Last Friday, they earned more than $100 from their stand outside a relative’s home at 13th and Young in the Sanders Beach neighborhood, which they chose because it has good traffic count.

“We did good. We sold every single bouquet,” Sierra said.

Summer Linthicum, recovering from a broken foot, said her daughters have long wanted to set up their own flower stand. This year, she decided it was time to give them the opportunity they’ve been working toward.

“Sierra’s been wanting to sell something,” her mom said. “She’s kind of an entrepreneur.”

“I love to grow flowers,” Sierra said.

Cheyenne said it’s a lot of hard work, but it’s worth it.

Family roots run deep with the Linthicums.

Their grandfather, Jay Linthicum, built the cart for them and mom oversees cultivation of colorful dahlias, cosmos and poppies, in an array of yellows, purples, whites and pinks.

Bouquets were going for $10, or $13 with a jar. Squash, one weighing near 10 pounds, were priced at $2 each and four filled the top shelf.

People passing by, walking, biking, or in vehicles, stopped and shopped, many complimenting the girls for their initiative and creativity.

And they liked what the saw, as the stand was sold out before the morning was over.

Sierra, the more talkative of the two girls, greeted customers with a friendly smile and hello.

“I want that cart.

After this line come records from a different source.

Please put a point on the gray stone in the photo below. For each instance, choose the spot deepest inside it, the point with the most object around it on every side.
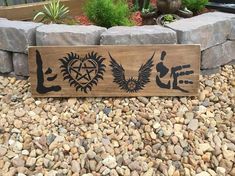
(5, 62)
(232, 19)
(232, 34)
(16, 36)
(121, 35)
(59, 34)
(209, 29)
(218, 55)
(20, 63)
(210, 71)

That’s amazing,” shouted a woman on a scooter as she stopped at the intersection.

Summer offered to wrap up some flowers for the woman, who said she would return on her way home because she was so impressed.

“I think it’s awesome,” she said.

The girls split their profits, with a third going to their college savings accounts, a third is invested into their business and a third is for spending.

But they don’t blow their money on snacks and games.

“They usually end up using that to help other kids,” their mom said.

Sierra and Cheyenne nodded in agreement.

“I like buying presents for people. I have a lot of stuff and I don’t need all of it,” Sierra said. “I don’t really need much.”

They haven’t named their business yet, but soon.

“It’s the fresh flower market right now,” mom said.

They plan to be back at 13th and Young next Friday morning. Sierra and Cheyenne hope to see you there.